This modular design makes it easy to create networks of any size. For example, a small network for binary classification might look like:

# Create a network with:
# - 2 input features
# - 8 neurons in first hidden layer
# - 8 neurons in second hidden layer
# - 1 output neuron
model = MLP(nin=2, nouts=[8, 8, 1])

The architecture is visualized in Figure 2, showing how neurons are organized into layers and layers are connected to form the complete network.

Neural Network Architecture
Figure 2: Visualization of our neural network architecture showing multiple layers of neurons.

We can create deeper networks by adding more layers, as shown in Figure 3. Each additional layer allows the network to learn more complex features. Early layers typically learn simple patterns (like edges in images), while deeper layers combine these to recognize more complex patterns (like objects or concepts).

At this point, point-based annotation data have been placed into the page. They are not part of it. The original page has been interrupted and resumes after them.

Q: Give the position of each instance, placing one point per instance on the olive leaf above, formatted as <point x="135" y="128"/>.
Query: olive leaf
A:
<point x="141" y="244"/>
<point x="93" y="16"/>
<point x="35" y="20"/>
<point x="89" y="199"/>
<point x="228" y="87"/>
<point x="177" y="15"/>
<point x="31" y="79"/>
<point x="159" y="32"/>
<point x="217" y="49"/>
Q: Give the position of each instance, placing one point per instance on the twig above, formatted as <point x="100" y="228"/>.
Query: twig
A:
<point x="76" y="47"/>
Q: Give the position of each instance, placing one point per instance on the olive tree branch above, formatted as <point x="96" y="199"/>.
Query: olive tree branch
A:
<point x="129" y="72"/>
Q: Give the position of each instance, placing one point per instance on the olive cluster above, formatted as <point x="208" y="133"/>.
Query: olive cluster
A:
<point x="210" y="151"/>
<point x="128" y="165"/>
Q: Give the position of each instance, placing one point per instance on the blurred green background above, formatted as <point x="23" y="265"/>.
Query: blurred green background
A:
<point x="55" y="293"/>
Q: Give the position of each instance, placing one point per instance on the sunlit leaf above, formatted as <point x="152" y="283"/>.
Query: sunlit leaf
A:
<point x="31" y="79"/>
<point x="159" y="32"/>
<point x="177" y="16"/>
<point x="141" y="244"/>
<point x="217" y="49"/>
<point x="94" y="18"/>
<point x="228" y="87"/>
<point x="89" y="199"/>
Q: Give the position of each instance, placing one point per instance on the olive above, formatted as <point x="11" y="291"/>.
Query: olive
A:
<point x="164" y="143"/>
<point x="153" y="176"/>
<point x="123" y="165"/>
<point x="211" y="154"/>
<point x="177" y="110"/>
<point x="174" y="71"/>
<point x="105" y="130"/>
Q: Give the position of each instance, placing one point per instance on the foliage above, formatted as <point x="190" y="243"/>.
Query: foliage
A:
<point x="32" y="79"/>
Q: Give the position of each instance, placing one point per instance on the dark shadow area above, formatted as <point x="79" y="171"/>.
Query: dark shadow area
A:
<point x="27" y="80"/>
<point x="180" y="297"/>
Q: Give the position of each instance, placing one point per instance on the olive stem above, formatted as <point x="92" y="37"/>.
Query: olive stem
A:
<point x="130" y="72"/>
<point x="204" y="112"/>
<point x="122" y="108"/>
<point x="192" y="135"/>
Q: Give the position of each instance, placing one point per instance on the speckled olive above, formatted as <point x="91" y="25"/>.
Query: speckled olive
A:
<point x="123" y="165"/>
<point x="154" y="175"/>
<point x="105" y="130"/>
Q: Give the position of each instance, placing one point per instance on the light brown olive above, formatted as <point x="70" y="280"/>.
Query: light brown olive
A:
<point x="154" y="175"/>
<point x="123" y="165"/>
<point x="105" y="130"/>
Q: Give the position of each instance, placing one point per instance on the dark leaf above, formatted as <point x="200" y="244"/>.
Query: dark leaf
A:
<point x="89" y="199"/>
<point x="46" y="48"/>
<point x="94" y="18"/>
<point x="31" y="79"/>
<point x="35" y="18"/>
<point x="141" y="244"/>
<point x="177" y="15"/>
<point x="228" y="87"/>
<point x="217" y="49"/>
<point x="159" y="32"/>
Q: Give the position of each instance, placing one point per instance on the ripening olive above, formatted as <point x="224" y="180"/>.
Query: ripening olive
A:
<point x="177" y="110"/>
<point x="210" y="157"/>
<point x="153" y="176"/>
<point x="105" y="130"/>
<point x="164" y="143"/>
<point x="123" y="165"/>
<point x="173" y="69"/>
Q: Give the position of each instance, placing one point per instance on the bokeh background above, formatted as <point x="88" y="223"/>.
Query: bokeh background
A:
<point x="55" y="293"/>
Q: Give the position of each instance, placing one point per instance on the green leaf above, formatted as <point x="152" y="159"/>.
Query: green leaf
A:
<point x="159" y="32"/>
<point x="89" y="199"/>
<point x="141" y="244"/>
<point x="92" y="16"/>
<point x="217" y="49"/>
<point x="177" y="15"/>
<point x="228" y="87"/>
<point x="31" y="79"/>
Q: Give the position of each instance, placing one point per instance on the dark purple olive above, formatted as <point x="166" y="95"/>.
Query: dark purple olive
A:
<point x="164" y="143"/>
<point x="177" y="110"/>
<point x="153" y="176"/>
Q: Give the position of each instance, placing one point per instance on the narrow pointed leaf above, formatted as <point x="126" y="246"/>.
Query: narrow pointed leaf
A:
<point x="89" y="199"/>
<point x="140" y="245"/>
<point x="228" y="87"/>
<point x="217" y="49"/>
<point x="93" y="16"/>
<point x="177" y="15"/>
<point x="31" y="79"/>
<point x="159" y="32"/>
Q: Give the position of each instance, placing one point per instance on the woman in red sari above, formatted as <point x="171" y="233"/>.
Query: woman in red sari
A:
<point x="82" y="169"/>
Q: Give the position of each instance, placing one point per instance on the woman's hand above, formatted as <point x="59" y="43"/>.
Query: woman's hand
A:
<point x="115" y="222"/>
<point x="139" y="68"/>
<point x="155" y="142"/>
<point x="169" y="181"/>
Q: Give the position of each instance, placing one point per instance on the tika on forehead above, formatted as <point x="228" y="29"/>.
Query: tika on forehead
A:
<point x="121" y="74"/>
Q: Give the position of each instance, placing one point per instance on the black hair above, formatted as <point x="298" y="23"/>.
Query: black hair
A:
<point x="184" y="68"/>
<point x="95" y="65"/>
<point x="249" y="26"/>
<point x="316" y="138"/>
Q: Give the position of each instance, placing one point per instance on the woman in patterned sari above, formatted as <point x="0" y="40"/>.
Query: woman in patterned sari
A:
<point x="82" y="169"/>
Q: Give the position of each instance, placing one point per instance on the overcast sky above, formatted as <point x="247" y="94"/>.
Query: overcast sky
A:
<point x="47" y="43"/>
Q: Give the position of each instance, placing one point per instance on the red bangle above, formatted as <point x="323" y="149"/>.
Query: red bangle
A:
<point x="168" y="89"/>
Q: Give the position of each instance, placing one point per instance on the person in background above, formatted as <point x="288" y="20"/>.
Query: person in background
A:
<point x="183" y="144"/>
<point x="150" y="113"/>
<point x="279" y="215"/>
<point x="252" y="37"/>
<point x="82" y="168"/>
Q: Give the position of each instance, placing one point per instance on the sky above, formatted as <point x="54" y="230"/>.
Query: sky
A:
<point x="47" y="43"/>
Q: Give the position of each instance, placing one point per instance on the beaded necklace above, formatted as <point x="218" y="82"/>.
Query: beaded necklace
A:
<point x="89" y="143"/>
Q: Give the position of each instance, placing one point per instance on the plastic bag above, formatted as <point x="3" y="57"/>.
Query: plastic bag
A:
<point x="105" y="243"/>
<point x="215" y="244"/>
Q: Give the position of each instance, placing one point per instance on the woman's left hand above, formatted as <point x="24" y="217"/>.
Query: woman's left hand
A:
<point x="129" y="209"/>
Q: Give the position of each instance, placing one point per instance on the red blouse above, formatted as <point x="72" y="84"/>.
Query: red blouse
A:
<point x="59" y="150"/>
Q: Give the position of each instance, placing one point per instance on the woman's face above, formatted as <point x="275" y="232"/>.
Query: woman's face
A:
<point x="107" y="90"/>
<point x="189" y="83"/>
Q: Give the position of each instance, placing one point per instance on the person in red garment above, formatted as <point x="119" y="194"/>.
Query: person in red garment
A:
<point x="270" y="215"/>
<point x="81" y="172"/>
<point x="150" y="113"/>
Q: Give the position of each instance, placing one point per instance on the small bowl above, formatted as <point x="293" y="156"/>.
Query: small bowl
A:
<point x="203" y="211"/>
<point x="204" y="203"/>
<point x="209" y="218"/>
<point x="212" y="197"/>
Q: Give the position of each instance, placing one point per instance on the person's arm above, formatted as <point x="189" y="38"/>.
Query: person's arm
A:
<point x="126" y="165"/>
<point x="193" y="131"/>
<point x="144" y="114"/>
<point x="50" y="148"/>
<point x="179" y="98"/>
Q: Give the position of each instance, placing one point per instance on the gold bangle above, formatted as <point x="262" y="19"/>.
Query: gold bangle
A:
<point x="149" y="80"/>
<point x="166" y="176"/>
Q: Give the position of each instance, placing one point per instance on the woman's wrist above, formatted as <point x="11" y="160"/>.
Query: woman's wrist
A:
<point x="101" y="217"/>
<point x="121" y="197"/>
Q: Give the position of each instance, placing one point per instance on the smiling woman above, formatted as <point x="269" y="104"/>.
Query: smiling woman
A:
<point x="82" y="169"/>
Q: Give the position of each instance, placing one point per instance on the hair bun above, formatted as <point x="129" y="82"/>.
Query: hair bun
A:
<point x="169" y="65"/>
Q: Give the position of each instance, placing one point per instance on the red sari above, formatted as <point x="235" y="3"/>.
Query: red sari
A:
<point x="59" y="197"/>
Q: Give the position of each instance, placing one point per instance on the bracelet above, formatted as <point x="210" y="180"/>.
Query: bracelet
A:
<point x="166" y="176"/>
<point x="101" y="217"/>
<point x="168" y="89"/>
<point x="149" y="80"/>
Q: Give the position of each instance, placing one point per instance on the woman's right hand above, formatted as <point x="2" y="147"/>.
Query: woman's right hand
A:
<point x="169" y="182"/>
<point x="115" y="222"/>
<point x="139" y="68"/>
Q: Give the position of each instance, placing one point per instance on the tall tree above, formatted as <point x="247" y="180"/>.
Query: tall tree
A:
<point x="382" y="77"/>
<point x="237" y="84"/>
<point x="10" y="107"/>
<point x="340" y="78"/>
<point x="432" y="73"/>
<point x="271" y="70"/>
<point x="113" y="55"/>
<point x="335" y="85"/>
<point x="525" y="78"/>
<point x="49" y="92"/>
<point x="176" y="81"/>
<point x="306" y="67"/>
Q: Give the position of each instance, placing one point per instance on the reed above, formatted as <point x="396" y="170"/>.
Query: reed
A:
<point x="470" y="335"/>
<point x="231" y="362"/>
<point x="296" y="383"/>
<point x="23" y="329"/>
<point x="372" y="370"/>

Neural Network Architecture
Figure 3: A deeper neural network with multiple hidden layers, showing how layers can be stacked to increase model capacity.

Optimization and Training

To train our neural network, we need an optimizer that updates parameters based on gradients. Our SGD (Stochastic Gradient Descent) optimizer is remarkably simple:

class SGD:
    """
    Stochastic Gradient Descent optimizer.
    """

    def __init__(self, parameters, lr=0.01):
        self.parameters = parameters
        self.lr = lr

    def zero_grad(self):
        """Set all parameter gradients to zero."""
        for p in self.parameters:
            p.grad = 0

    def step(self):
        """
        Updates each parameter as: p = p - lr * p.grad
        """
        for p in self.parameters:
            p.data -= self.lr * p.grad

The optimizer stores references to model parameters, provides a method to zero gradients before each forward pass, and updates parameters using the gradient descent rule:

$$
\theta_{t+1} = \theta_t - \alpha \nabla_\theta L(\theta_t)
$$

where $\theta$ represents the parameters, $\alpha$ is the learning rate, and $\nabla_\theta L(\theta_t)$ is the gradient of the loss function with respect to the parameters.

While more sophisticated optimizers like Adam or RMSProp offer better convergence properties by adapting the learning rate for each parameter based on historical gradient information, SGD illustrates the core principle of gradient-based optimization.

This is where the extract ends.